US Steel is tumbling after Trump does a 180 on trade (X)




 

Manuel Balce Ceneta/AP


President Donald Trump just did a 180 on trade with China, and steel stocks are under pressure.

US Steel is down 4.77% Monday after Trump touted his revised position on trade with China, announcing the US will put its tariffs on hold.

In March, Trump announced the US would place a 25% tariff on imported steel from China, and 10% tariff on imported aluminum.

"China has agreed to buy massive amounts of ADDITIONAL Farm/Agricultural Products - would be one of the best things to happen to our farmers in many years!"Trump tweeted.

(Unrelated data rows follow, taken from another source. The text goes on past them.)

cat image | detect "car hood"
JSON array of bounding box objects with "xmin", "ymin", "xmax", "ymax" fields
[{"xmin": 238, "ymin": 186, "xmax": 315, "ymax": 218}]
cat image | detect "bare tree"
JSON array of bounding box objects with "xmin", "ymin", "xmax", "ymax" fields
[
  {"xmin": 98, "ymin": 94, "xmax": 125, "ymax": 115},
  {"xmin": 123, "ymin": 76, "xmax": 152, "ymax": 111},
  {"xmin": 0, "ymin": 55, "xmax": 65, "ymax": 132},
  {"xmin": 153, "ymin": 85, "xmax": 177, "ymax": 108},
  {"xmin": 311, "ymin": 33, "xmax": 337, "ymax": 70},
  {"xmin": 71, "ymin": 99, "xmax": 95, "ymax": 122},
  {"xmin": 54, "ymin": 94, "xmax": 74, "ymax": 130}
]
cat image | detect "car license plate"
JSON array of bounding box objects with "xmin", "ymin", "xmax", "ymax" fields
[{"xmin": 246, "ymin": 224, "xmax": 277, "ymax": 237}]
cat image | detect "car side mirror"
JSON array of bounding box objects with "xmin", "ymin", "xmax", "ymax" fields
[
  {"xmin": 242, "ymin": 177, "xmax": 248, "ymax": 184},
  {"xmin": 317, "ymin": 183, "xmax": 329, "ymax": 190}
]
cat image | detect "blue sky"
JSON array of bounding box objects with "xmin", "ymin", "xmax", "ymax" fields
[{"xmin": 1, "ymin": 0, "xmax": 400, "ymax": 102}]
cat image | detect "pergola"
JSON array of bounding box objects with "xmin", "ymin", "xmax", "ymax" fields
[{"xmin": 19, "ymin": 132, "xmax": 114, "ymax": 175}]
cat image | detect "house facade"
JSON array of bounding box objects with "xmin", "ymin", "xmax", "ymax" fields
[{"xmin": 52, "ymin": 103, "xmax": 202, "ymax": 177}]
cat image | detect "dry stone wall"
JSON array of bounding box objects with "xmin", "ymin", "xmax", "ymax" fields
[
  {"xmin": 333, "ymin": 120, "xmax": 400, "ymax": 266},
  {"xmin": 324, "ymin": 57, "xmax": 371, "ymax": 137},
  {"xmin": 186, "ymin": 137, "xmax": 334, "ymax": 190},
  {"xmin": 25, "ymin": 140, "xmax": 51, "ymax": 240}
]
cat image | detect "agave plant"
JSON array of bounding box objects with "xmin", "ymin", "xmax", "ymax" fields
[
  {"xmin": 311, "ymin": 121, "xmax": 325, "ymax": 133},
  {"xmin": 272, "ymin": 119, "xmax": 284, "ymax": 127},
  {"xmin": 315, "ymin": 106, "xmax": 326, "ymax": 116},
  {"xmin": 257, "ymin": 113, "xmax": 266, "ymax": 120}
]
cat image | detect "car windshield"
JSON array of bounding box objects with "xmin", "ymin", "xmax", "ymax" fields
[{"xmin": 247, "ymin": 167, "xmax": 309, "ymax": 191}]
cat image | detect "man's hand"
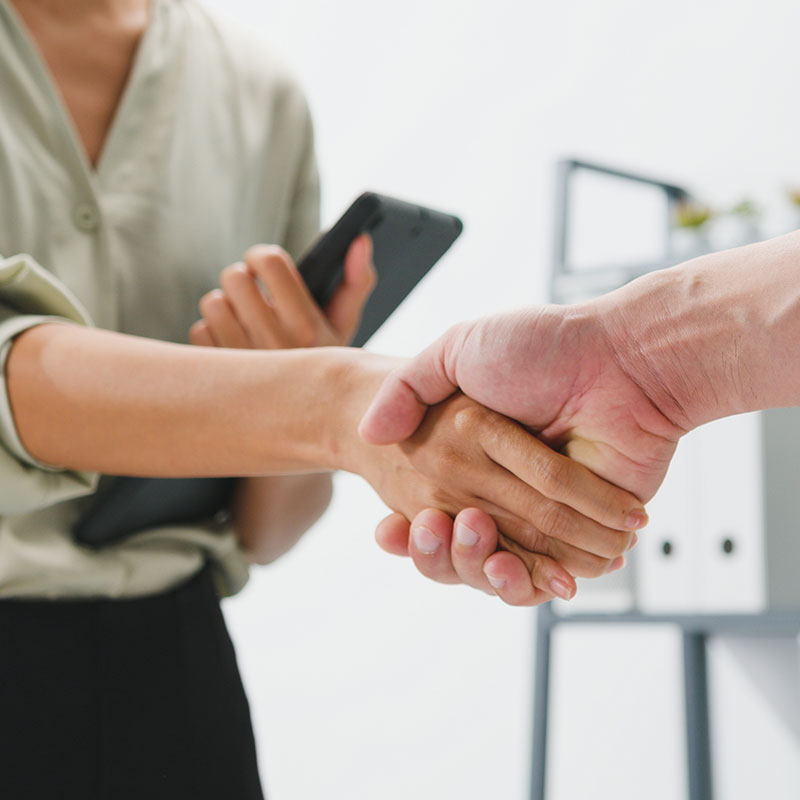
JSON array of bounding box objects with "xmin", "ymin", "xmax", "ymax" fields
[
  {"xmin": 359, "ymin": 305, "xmax": 684, "ymax": 504},
  {"xmin": 375, "ymin": 507, "xmax": 631, "ymax": 606}
]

The affirmative but vague repositioning on trade talks includes the US putting tariffs of $150 billion worth of Chinese imports on hold. China is promising to increase its imports of US agriculture and energy products. It previously said it would retaliate by putting tariffs on US agriculture products like soybeans.

It is not yet clear whether the White House intends to put steel and aluminum tariffs on hold, but steel stocks are getting hit on the assumption those tariffs may be postponed or canceled.

And US Steel Corporation shares seem to move directly in line with Trump's tariff announcements. US Steel spiked in early March when Trump announced tariffs on China, and one analyst told Business Insider the tariffs could make US Steel's operating income "laughably high."

The price of steel in the US has increased roughly 5%, since Trump's tariff announcement in early March. That's a direct result from the initial tariffs, according to UBS analyst Andreas Bokkenheuser. "A temporary drop in steel imports triggered by Section 232 has supported prices," he wrote in a note to clients.

"Potential trade deals with China will likely encourage steel imports once more - and, in turn, accelerate a US steel price correction, in our view," he said. "We advise caution on the US steel sector."

Nucor, another steel manufacturer in the US is also off slightly, just over 1%.

US Steel Corporation is down 5.84% on the year.